Here is a chart of my own showing some parameters. Meanwhile, for the secular trigger in the long bond, NFTRH will continue to follow the real big picture view, which has not been noted recently because I don't think it is near time for it to come into play. But it has nothing to do with foolish short term 'double bottoms' or any other noisy stuff in the media.

This article would have people jump in to the inflation trade now that things like copper and oil look like they are rolling over. Wash, rinse...

Treasury 30 Year Yields May Reach June High
: Technical Analysis

By Candice Zachariahs

Sept. 23 (Bloomberg) -- Thirty-year Treasury yields may climb to the highest since June after forming a so-called double bottom pattern, Citigroup Inc. said, citing technical charts.

Trend resistance for 30-year yields at 4.26 percent is “under threat,” Citigroup analysts Tom Fitzpatrick in New York and Shyam Devani in London wrote yesterday in a report. Yields will likely advance toward 4.68 percent, the most since June 12, if they rise above resistance and the double-bottom “neckline” at 4.39 percent, the bank said.

“A double bottom has been formed and yields have been consolidating for the past few sessions,” Fitzpatrick, chief technical analyst at Citigroup, and Devani wrote. “We would not be surprised to see a break to the upside soon which should result in a test of 4.68 percent.”
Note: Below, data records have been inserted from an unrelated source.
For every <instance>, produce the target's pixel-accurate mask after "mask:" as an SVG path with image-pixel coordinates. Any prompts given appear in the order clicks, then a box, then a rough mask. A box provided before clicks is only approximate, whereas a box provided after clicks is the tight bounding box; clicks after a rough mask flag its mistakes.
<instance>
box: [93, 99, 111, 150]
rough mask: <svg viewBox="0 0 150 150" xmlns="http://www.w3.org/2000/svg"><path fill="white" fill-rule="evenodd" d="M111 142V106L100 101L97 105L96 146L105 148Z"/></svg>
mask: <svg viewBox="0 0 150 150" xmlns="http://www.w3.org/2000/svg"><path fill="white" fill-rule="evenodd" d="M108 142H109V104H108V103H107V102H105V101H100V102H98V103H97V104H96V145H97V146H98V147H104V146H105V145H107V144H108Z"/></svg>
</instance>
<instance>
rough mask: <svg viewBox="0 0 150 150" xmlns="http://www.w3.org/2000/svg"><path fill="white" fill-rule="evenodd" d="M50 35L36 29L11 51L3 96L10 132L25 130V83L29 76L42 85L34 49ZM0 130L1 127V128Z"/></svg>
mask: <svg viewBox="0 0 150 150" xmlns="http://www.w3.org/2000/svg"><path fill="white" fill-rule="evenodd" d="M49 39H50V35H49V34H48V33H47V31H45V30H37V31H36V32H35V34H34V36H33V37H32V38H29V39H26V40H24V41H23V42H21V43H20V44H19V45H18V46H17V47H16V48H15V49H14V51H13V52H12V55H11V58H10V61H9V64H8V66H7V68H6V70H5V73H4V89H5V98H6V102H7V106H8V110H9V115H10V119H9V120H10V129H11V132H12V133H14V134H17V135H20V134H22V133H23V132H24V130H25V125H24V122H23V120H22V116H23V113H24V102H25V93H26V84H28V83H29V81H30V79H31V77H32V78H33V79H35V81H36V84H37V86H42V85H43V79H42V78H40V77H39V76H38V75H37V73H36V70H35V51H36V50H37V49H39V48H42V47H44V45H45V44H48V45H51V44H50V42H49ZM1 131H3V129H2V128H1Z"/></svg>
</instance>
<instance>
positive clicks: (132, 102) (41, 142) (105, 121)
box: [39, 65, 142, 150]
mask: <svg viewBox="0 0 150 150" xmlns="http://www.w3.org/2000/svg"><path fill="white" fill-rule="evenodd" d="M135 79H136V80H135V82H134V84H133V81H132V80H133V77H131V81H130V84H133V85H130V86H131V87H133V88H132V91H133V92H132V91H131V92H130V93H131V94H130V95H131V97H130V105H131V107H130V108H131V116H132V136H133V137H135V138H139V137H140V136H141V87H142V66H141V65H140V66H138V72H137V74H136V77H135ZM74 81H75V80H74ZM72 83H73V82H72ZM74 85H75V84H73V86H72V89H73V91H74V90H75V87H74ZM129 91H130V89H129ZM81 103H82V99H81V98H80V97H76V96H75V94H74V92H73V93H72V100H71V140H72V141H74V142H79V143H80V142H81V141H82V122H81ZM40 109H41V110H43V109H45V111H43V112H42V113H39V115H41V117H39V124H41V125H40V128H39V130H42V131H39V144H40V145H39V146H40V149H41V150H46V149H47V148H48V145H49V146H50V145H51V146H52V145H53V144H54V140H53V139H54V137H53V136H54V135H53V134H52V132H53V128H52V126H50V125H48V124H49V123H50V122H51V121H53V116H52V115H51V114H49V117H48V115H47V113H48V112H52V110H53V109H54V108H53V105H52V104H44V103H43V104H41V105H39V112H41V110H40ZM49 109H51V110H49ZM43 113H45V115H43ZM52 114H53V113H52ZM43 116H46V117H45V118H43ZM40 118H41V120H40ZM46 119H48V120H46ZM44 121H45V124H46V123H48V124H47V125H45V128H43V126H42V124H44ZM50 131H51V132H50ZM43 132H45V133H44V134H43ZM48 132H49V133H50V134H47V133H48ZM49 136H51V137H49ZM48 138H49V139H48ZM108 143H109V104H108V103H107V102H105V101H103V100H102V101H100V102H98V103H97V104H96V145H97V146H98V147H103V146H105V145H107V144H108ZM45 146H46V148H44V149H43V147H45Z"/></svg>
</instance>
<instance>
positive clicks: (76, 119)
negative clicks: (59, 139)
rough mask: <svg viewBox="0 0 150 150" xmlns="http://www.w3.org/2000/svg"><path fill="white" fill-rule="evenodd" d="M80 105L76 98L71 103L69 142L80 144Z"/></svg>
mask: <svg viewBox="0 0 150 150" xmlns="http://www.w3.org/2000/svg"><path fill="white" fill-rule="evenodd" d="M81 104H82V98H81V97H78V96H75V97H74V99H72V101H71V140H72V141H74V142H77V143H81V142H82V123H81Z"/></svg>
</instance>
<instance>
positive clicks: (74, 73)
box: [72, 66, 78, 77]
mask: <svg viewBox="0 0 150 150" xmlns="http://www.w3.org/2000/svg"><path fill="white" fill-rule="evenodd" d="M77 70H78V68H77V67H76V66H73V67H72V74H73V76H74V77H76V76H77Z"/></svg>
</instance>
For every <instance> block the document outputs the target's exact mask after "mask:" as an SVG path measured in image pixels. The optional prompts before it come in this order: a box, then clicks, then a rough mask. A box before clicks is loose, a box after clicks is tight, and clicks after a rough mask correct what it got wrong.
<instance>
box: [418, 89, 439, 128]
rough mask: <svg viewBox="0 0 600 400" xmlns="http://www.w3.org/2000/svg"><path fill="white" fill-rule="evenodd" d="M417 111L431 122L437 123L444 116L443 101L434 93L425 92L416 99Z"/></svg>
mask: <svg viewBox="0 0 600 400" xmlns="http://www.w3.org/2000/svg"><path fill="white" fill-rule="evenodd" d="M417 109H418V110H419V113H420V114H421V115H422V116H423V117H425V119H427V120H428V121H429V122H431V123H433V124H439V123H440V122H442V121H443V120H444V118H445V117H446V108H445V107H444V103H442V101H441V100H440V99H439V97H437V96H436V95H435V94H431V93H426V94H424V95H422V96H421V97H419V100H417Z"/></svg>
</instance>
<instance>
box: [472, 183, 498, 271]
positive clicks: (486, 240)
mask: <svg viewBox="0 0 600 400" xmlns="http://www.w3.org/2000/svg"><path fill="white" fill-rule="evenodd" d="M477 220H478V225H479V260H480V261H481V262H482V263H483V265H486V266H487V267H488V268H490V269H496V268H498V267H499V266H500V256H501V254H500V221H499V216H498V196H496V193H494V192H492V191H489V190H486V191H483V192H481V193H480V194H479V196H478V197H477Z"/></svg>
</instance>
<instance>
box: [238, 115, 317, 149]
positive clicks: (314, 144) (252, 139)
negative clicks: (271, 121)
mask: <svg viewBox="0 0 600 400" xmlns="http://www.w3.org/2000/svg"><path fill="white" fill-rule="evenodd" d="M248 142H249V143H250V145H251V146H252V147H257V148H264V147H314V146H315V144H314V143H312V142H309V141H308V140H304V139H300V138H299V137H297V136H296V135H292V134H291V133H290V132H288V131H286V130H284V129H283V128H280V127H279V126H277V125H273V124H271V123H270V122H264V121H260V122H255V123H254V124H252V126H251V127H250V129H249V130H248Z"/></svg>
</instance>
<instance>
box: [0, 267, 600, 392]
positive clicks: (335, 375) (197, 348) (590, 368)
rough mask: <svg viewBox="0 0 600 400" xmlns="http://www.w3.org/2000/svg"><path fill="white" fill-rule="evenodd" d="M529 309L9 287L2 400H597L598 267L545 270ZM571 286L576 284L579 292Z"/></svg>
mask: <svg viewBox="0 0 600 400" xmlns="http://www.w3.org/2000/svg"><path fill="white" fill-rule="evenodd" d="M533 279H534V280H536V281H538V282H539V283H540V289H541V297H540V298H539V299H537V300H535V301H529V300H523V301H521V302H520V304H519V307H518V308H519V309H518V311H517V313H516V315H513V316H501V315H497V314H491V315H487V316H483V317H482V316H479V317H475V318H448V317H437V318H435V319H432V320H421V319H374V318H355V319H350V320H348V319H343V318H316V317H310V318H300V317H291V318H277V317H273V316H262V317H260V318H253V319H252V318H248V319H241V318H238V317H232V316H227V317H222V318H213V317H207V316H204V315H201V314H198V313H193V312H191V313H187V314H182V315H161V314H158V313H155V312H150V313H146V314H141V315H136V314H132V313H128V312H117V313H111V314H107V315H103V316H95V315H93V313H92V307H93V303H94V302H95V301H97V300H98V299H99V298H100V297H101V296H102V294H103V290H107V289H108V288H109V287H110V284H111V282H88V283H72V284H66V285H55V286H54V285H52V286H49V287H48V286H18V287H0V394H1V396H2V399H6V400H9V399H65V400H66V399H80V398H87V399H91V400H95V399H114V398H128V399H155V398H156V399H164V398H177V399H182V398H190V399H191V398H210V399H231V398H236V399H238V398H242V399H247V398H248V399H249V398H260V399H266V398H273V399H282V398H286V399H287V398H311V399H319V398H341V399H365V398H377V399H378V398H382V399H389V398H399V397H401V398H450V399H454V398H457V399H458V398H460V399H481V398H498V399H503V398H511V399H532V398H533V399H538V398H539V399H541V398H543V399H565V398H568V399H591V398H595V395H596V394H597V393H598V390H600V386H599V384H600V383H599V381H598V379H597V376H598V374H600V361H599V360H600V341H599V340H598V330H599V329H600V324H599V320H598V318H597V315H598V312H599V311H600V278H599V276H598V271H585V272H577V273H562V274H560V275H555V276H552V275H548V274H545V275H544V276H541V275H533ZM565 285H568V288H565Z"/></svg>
The 30-year note yielded 4.2 percent yesterday in New York, according to BGCantor Market Data. The 4.50 percent security maturing in August 2039 rose 21/32, or $6.56 per $1,000 face value, to 105 3/32.

A double bottom occurs when the price or yield of a security makes two consecutive troughs of about the same depth, and indicates it may rebound. The neckline passes through the highest point of the double bottom. In technical analysis, investors and analysts study charts of trading patterns and prices to forecast changes in a security, commodity, currency or index.